Palm-to-forehead, we’ll lament God, how could they have let all those poor suckers believe that six feet of distancing was enough? It should have been twelve…
or twenty.

It might come down to the definition of what is meant by a “droplet.” Current wisdom says COVID 19 is spread primarily by droplets of saliva or mucus expelled by a cough or sneeze. Subject to gravity, they supposedly fall to the ground before traveling six feet from an infected person.

But consider this: droplets aren’t the only liquid specks coming out of a person’s mouth. Normal exhaled breath is basically vapor, which is, after all, nothing more than still-smaller droplets. And this vapor, like other aerosols, disperses into the air, which can carry it considerably farther.

        To me you’re not average and very few of you are Joes. 

In a study of how flu viruses are propelled, environmental health researchers at the University of Maryland found that droplet dispersal does indeed happen not just through coughs or sneezes, but also in the vapor produced in normal breathing.
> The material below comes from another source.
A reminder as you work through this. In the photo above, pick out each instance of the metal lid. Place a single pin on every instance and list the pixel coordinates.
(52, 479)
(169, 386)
MARYLAND STUDY


And then there’s wind.

IT’S A BREEZE
Air moves. So I figured if I walk past a heavily-breathing runner or biker somewhere along East River Parkway at that officially-suggested six-foot distance, and there happens to be a breeze coming my way—even the air wake generated by that person’s movement—their breath could easily be on me, swirling around my head, in a matter of seconds.

And there’s the chink in my six-foot armor.

Further supporting my paranoia, an MIT researcher suggests the corona virus may be able to waft up to 27 feet from an infected person’s mouth—though this conclusion apparently has not yet been rigorously tested. MIT RESEARCH
 

          Consider double-arms length distancing as you might
          the filter used to remove lead from your drinking water.


So here’s what I’m asking of my loved ones: Please, please be careful out there. Use more caution than’s being asked of the average Joe. Because to me you’re not average and very few of you are Joes.

Keep in mind the illustrations above showing just how widely, and quickly, a human breath disperses. Think of that as you approach others—and be aware of which direction the wind is coming from.

Consider double-arms length distancing as you might the filter used to remove lead from your drinking water; if a filter fine enough to remove the 85 percent of it that's deemed safe by people who don’t even know you, wouldn’t 90 or 100 percent be much better?